My friend holds the record for tying up telemarketers. No this wasn’t some honest next door neighbor, this was someone who was trying to bilk older people for vitamins.
He got all the info they had and would start to give them a credit card number.... then, halfway through, he would remember another question. Sometimes it would require a supervisor to answer, sometimes he would change the order amount. He kept them going for 3 hours while he watched a football game. They finally hung up on him.
“I doubt you would have the integrity to say the same thing face-to-face to a neighbor of mine.”
I hang up on telemarketers. I also have NO sympathy for anyone who enters my home without an invitation, which is what telemarketers do. I’m on the do not call list (https://www.donotcall.gov/default.aspx), so they are entering my home in violation of a public notice not to do so.
I got a call one time informing me that I had won a boat. I immediately responded, "Oh, what color is it?" The caller was overwhelmed by my interest in my new boat.
Oh, so you're not "Dan from Squirrel Hill"?
Because if you cast your eye up at the header of the thread,
you list good ol' Dan as the author of the content. How about that?
And if you claim you aren't good ol' Dan, I reckon he owes you
big time for pimping his blog crap here pretty much exclusively.
Got thoughts on that, bud?
I’ve heard it before but it’s still funny even after the 4th time.
I doubt that your saintly suffering widowed neighbour (sob! sob!) would have the nerve to attempt to sell me face-to-face the useless garbage she sells over the phone.
I myself have sometimes given out the first 12 digits of a non-existent credit card. I always say the numbers v-e-r-y- s-l-o-w-l-y. When they ask for the last 4 digits, I say, “Yes, that’s it.” Then when they repeat their statement there are still 4 more digits, I start all over from the beginning, with the same fake 12 digits - never getting to the end of the total 16 digit sequence - which was fake all along anyway.
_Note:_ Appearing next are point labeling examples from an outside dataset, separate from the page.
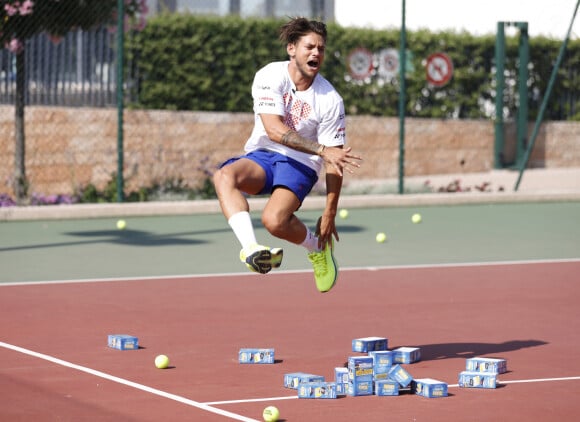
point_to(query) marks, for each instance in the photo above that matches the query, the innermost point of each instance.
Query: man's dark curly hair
(296, 28)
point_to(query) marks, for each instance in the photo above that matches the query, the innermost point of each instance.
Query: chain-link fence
(59, 94)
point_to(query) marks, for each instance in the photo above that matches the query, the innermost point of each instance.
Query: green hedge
(187, 62)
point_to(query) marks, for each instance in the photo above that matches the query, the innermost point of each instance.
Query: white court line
(250, 274)
(202, 406)
(207, 406)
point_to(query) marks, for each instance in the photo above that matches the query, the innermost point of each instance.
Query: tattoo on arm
(293, 140)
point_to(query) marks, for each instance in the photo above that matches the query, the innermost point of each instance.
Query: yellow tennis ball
(271, 414)
(162, 361)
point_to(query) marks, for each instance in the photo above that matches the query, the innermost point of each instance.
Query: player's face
(308, 54)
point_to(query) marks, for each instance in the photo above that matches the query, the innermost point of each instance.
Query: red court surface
(56, 364)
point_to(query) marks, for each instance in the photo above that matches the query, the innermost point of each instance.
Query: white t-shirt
(316, 114)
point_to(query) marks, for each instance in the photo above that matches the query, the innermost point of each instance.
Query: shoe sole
(335, 266)
(260, 261)
(277, 255)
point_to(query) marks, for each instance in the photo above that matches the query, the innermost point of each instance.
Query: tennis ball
(162, 362)
(271, 414)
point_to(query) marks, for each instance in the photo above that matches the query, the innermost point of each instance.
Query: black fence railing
(77, 70)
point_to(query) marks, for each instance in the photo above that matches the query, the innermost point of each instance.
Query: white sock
(241, 224)
(311, 241)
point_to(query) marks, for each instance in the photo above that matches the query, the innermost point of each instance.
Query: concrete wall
(71, 147)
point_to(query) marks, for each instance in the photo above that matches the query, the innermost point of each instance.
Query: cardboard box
(470, 379)
(341, 379)
(123, 342)
(360, 387)
(429, 388)
(499, 366)
(294, 379)
(317, 390)
(369, 344)
(360, 368)
(260, 356)
(382, 363)
(386, 388)
(406, 355)
(399, 374)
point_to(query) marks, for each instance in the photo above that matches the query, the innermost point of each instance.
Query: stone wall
(71, 147)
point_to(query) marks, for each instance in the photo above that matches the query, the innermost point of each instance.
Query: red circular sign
(439, 69)
(360, 63)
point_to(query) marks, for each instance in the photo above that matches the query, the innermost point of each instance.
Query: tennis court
(494, 280)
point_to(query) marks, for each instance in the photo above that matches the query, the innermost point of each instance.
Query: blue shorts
(282, 171)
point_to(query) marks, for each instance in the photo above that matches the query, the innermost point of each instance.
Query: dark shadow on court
(125, 237)
(471, 350)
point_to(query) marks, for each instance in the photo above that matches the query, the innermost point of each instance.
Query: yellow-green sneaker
(325, 267)
(261, 259)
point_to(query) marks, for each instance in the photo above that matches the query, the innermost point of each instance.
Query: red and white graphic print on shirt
(296, 111)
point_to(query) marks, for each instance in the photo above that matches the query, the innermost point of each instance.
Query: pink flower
(26, 7)
(11, 10)
(15, 46)
(56, 39)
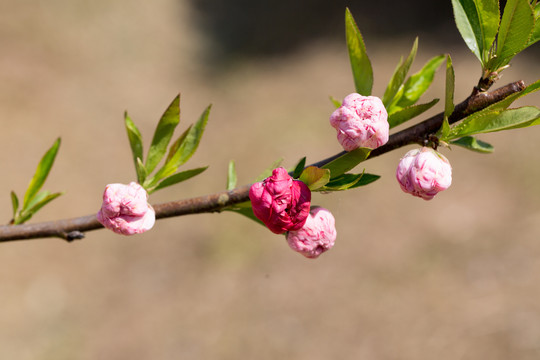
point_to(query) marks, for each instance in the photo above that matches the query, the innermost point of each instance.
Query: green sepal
(163, 134)
(347, 161)
(176, 178)
(232, 178)
(349, 181)
(135, 139)
(42, 171)
(399, 76)
(315, 177)
(360, 63)
(299, 168)
(407, 113)
(472, 143)
(416, 85)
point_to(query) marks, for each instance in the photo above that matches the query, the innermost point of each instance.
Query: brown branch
(72, 229)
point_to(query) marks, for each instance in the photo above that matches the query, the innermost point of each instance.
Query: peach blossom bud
(125, 209)
(361, 121)
(424, 173)
(280, 202)
(316, 236)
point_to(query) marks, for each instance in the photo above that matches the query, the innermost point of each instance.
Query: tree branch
(73, 229)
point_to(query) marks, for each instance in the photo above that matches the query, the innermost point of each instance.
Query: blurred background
(453, 278)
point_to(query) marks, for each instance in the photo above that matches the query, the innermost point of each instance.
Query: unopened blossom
(361, 121)
(280, 202)
(424, 173)
(316, 236)
(125, 209)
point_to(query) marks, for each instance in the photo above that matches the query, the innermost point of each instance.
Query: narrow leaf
(360, 64)
(14, 203)
(42, 171)
(299, 168)
(315, 177)
(162, 135)
(347, 161)
(517, 24)
(535, 36)
(135, 139)
(495, 121)
(231, 176)
(473, 144)
(410, 112)
(449, 89)
(418, 83)
(399, 76)
(176, 178)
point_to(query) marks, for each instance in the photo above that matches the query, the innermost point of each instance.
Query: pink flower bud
(125, 209)
(424, 173)
(316, 236)
(280, 202)
(361, 121)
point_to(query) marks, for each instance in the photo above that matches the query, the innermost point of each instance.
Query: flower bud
(361, 121)
(280, 202)
(316, 236)
(424, 173)
(125, 209)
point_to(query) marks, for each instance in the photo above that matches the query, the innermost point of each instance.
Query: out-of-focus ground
(454, 278)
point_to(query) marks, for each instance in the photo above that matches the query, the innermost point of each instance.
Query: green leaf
(535, 36)
(299, 168)
(268, 171)
(184, 147)
(347, 161)
(517, 24)
(135, 139)
(473, 144)
(399, 76)
(417, 84)
(335, 102)
(141, 171)
(42, 171)
(14, 204)
(315, 177)
(477, 22)
(349, 181)
(449, 89)
(360, 64)
(496, 120)
(403, 115)
(163, 134)
(176, 178)
(231, 176)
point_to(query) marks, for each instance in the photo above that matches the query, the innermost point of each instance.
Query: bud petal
(280, 202)
(361, 121)
(125, 209)
(424, 173)
(316, 236)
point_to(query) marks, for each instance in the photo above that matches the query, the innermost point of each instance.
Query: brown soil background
(454, 278)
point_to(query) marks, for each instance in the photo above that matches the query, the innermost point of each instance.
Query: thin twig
(73, 229)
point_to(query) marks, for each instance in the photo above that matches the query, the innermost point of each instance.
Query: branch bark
(74, 228)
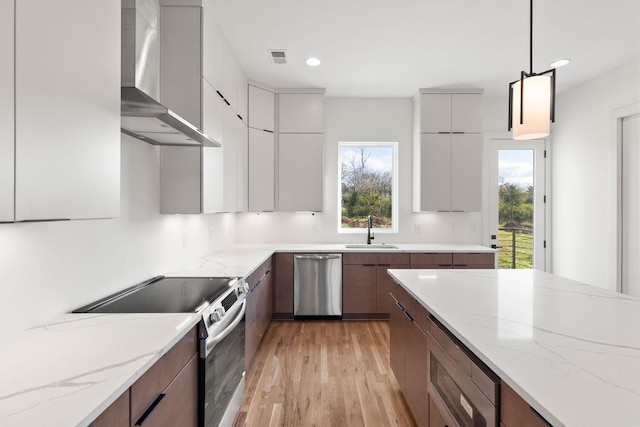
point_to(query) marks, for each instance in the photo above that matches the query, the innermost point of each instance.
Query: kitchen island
(570, 350)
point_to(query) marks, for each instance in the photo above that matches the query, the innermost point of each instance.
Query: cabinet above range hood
(143, 114)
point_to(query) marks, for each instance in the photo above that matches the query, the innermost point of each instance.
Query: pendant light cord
(531, 37)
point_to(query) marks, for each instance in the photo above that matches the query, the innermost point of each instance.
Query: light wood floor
(323, 373)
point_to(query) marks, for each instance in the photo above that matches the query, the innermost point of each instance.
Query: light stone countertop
(69, 370)
(242, 260)
(571, 350)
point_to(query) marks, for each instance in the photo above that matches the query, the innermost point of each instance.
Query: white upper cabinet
(435, 167)
(301, 112)
(181, 62)
(466, 113)
(448, 154)
(261, 171)
(212, 62)
(230, 82)
(300, 172)
(243, 96)
(67, 109)
(466, 173)
(261, 108)
(6, 110)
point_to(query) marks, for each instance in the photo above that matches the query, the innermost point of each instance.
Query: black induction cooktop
(163, 295)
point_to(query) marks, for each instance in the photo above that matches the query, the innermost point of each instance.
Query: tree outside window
(367, 185)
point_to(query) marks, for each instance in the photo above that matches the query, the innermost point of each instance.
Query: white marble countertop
(241, 260)
(571, 350)
(67, 371)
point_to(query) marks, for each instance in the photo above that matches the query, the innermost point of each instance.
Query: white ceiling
(391, 48)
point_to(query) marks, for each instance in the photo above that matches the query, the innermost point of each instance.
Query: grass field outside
(516, 247)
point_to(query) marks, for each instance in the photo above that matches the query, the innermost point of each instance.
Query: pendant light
(532, 98)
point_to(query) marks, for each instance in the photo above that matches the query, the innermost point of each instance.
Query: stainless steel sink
(372, 246)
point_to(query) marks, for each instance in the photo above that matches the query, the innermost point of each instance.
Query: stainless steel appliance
(317, 285)
(221, 302)
(461, 388)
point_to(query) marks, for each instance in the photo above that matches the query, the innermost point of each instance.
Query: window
(368, 186)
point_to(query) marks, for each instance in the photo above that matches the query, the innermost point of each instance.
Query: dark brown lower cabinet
(514, 411)
(436, 419)
(259, 309)
(116, 415)
(409, 353)
(283, 286)
(165, 395)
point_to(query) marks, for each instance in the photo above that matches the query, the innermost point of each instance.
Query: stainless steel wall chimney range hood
(143, 115)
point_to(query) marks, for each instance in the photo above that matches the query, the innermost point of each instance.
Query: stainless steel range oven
(221, 303)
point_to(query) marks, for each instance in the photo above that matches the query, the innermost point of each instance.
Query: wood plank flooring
(323, 373)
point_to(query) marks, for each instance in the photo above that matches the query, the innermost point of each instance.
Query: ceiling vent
(278, 56)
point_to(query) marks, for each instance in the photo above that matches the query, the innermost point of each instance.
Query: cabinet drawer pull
(151, 408)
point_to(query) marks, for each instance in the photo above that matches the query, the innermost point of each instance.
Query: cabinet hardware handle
(151, 408)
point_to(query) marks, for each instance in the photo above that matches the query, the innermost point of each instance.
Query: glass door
(517, 199)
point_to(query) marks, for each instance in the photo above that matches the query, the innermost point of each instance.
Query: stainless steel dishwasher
(317, 285)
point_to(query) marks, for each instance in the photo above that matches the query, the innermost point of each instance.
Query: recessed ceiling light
(560, 63)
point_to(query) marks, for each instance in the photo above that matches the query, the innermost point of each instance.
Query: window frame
(394, 186)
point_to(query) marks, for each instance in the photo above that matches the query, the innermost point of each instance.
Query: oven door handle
(213, 341)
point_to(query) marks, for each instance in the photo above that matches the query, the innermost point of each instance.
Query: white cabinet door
(213, 108)
(243, 95)
(435, 169)
(230, 83)
(213, 48)
(180, 180)
(181, 66)
(435, 112)
(6, 110)
(232, 128)
(466, 113)
(466, 176)
(301, 113)
(67, 109)
(300, 172)
(261, 109)
(261, 171)
(242, 173)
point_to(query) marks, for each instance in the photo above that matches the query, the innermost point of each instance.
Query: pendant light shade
(536, 107)
(532, 99)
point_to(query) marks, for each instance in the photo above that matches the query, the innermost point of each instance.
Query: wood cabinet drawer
(178, 403)
(116, 415)
(433, 260)
(145, 391)
(465, 260)
(375, 258)
(514, 411)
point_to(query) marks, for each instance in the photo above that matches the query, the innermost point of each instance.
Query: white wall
(362, 119)
(50, 268)
(583, 174)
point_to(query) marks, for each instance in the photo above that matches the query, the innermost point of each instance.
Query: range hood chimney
(143, 115)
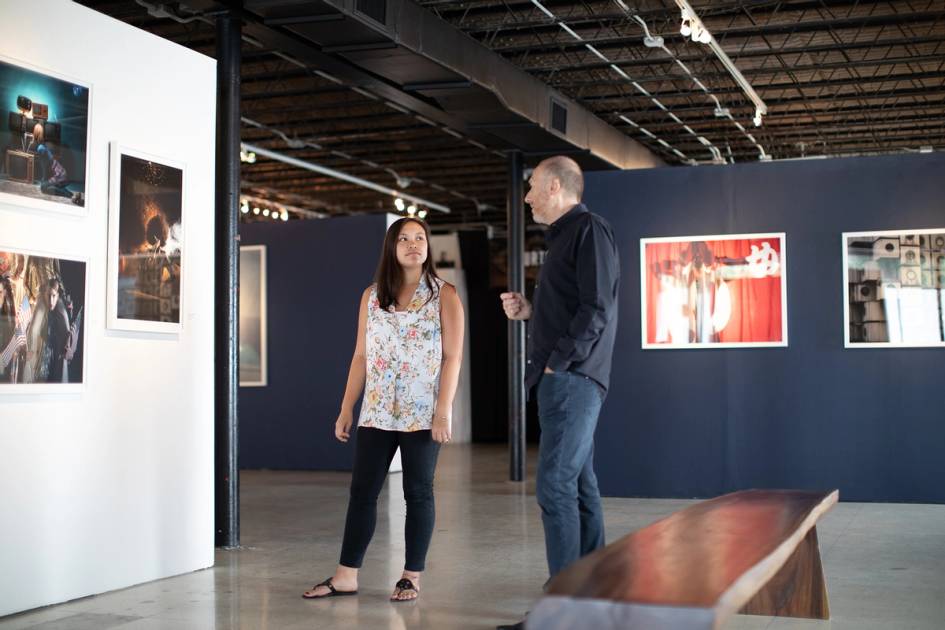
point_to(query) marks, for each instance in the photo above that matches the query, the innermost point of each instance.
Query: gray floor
(885, 564)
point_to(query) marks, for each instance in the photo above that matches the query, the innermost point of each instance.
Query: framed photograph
(42, 322)
(146, 242)
(253, 316)
(725, 291)
(44, 138)
(894, 283)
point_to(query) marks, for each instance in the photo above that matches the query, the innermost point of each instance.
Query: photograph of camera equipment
(895, 287)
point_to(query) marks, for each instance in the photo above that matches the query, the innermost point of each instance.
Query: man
(573, 323)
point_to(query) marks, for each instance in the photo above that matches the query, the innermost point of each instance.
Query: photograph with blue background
(43, 135)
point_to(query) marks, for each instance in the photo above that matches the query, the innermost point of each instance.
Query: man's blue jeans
(568, 406)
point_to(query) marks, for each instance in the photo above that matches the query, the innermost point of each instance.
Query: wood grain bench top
(714, 555)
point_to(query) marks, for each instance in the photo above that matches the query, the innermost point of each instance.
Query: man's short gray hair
(567, 172)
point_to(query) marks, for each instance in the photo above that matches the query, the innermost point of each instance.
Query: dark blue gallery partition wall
(316, 271)
(698, 423)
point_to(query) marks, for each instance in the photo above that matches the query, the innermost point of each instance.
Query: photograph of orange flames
(150, 241)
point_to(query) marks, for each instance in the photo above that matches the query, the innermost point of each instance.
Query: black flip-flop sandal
(332, 591)
(404, 584)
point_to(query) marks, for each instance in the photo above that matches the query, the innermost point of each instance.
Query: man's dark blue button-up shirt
(574, 309)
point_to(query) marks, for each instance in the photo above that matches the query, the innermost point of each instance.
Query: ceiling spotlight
(685, 29)
(651, 41)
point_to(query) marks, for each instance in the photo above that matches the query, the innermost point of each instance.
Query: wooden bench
(753, 552)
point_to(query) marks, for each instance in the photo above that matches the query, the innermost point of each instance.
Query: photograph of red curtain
(707, 291)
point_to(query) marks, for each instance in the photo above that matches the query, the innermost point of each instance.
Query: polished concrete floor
(885, 564)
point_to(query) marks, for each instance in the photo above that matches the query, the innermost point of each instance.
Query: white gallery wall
(113, 486)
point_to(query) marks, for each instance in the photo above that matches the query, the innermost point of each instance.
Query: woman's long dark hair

Please find an activity that brings you joy instead of frustration.
I hang up the phone!
I also have NO sympathy for anyone who enters my home without an invitation, which is what telemarketers do.No matter how nice or hard-working the woman in your story is, righttackle44, that's NOT why people have telephones, so they can be interrupted in the middle of their evening with a one-on-one sales pitch.
The "nice" woman could justify selling crack, too, I suppose, but fair is fair and telemarketing calls are just plain unfair.
To me, the real villains in this story are those unseen people who actually respond to one of these calls and buy something. They keep the whole enterprise going with their thoughtless stupidity.
As for my own personal story about about one of these calls, the other night I got a call that started out saying, "I want to tell you right off, this is NOT a sales call."
"Thank you for sharing that," I said. And hung up.
humblegunner is right.
This is blog pimping, even though I happened to enjoy this one.
Doesn’t change the fact, humblegunner is right.